When a query is made, it is actually reading data that has been read from disk, not from RAM. This is because the data is split up into small pages that are accessed in turn by your CPU.
When a document grows in size MongoDB will add a bit of extra space to the end of the document referred to as padding. This is to ensure that the document can continue growing without running out of space and causing an expensive copy operation.
File System
MongoDB stores its data on disk in BSON format, a binary representation of JSON documents that allows for fast parsing and indexing. The storage format also enables rapid and flexible scalability in both horizontal and vertical directions. These scalability features have made MongoDB a popular choice among developers working on a variety of applications for both web and enterprise environments.
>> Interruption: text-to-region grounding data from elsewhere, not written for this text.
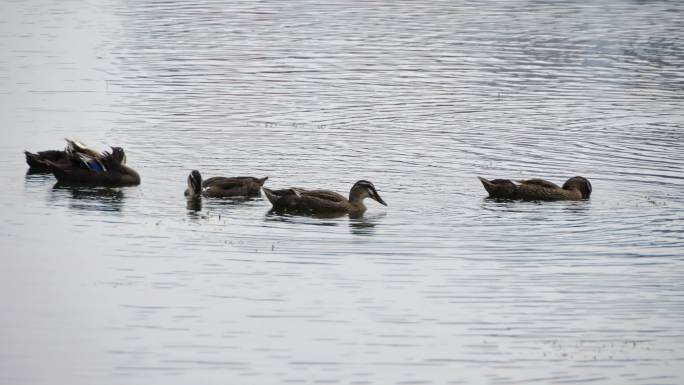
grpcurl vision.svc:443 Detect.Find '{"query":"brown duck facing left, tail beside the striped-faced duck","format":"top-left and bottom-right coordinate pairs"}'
top-left (185, 170), bottom-right (268, 198)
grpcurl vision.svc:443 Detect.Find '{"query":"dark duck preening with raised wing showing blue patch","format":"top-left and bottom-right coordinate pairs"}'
top-left (45, 147), bottom-right (140, 187)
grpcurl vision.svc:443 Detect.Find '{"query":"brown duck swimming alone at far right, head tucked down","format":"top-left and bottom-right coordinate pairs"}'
top-left (478, 176), bottom-right (591, 201)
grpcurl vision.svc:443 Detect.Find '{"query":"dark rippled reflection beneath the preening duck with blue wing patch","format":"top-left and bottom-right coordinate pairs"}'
top-left (49, 183), bottom-right (126, 212)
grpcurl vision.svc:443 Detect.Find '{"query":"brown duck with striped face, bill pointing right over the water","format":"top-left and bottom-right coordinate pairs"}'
top-left (263, 180), bottom-right (387, 215)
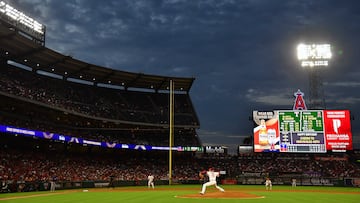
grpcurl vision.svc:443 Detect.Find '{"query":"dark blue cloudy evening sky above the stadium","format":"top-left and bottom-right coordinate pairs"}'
top-left (5, 0), bottom-right (360, 152)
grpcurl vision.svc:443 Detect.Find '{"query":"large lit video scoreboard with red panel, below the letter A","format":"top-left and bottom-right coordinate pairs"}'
top-left (253, 110), bottom-right (352, 153)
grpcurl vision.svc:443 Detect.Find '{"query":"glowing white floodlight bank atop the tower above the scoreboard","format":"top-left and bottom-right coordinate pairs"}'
top-left (297, 44), bottom-right (332, 67)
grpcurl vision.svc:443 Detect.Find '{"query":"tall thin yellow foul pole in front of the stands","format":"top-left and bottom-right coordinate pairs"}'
top-left (169, 80), bottom-right (174, 185)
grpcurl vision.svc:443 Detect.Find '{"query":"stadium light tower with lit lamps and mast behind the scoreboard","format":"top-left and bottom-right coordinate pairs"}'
top-left (297, 44), bottom-right (332, 109)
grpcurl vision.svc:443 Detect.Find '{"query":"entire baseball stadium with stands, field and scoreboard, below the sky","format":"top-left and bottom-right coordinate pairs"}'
top-left (0, 1), bottom-right (360, 203)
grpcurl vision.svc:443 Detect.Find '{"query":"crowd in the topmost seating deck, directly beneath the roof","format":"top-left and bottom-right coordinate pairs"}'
top-left (0, 65), bottom-right (198, 126)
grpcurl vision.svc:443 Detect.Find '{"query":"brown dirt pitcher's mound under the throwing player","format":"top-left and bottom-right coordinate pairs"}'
top-left (177, 191), bottom-right (264, 199)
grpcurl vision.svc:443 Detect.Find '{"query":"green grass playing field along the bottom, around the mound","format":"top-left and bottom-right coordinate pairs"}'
top-left (0, 185), bottom-right (360, 203)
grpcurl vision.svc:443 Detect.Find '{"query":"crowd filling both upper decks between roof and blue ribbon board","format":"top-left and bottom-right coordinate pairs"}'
top-left (0, 63), bottom-right (200, 146)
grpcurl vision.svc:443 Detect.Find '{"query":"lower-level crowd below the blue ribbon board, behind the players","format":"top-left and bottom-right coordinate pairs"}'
top-left (0, 134), bottom-right (360, 192)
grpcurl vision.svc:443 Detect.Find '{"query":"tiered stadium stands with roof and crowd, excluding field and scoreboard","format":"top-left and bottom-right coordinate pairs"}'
top-left (0, 2), bottom-right (360, 192)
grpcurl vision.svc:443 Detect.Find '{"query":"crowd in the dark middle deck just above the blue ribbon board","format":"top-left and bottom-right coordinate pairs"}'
top-left (0, 96), bottom-right (200, 146)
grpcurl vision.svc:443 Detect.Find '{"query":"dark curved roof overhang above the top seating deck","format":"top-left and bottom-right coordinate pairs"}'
top-left (0, 19), bottom-right (195, 93)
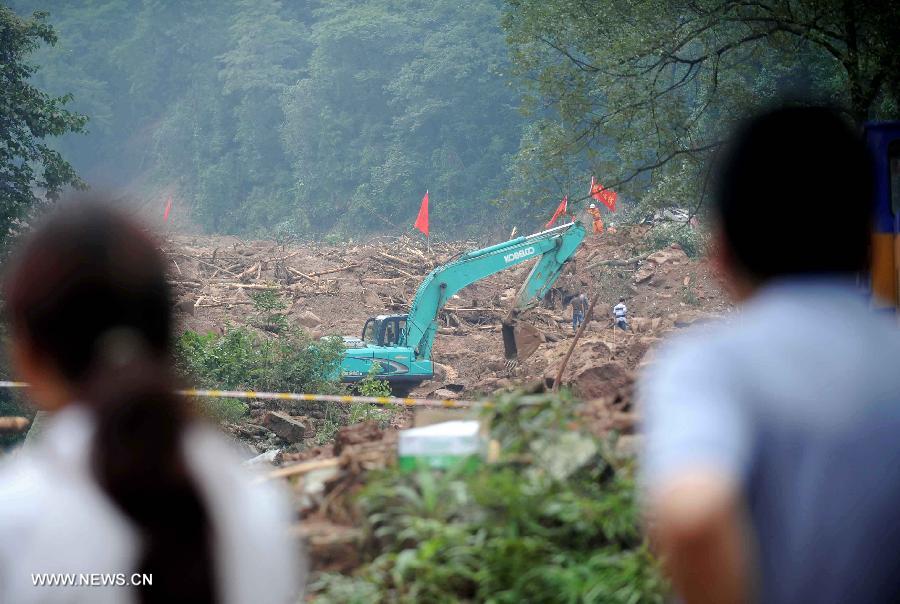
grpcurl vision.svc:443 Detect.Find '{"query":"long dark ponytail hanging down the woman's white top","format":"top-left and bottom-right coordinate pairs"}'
top-left (85, 331), bottom-right (216, 603)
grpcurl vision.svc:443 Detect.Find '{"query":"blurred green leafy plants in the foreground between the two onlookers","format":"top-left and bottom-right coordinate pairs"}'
top-left (314, 395), bottom-right (664, 603)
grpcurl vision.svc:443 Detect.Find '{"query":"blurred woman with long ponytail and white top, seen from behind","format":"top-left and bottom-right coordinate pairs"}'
top-left (0, 202), bottom-right (306, 604)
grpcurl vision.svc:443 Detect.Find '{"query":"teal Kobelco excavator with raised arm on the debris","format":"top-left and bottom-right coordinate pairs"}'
top-left (341, 222), bottom-right (585, 392)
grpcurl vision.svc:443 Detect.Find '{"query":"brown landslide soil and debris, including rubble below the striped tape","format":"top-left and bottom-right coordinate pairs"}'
top-left (163, 224), bottom-right (730, 596)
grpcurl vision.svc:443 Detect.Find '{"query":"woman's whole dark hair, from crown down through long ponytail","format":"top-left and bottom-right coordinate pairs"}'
top-left (4, 202), bottom-right (216, 602)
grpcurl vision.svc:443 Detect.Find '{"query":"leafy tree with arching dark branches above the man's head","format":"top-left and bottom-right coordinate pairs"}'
top-left (503, 0), bottom-right (900, 222)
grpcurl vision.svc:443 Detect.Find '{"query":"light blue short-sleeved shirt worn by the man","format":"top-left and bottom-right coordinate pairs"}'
top-left (639, 280), bottom-right (900, 604)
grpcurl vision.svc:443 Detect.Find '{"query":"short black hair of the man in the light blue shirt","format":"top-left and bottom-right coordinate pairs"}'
top-left (715, 107), bottom-right (873, 282)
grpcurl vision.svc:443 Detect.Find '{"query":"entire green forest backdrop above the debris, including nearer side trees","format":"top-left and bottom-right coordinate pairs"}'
top-left (0, 0), bottom-right (900, 238)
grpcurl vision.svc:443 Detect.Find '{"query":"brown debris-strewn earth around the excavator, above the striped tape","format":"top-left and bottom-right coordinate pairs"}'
top-left (165, 226), bottom-right (729, 398)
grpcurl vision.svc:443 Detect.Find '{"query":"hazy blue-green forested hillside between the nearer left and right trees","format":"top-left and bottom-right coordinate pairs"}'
top-left (11, 0), bottom-right (521, 236)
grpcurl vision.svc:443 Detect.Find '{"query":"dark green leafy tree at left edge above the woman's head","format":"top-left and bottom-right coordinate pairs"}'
top-left (0, 5), bottom-right (87, 236)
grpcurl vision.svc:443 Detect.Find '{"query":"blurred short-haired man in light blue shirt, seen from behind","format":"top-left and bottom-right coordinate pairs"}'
top-left (638, 108), bottom-right (900, 604)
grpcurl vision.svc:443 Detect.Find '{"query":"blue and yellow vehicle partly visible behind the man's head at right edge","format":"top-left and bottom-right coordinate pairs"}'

For example, Shutterfly switched from Oracle to MongoDB and has over 6 billion images stored in it. Electronic Arts, the video game developer, also uses it for their FIFA online games.
When you run the repairDatabase command to restore a database, it requires free disk space equal to the size of your current data set plus 2 gigabytes. You should use a separate volume for the dbpath to avoid consuming all available space on that volume. This is necessary because the operation will defragment the associated storage. Also, note that the repair process will cause IO activity to stop on the data volume.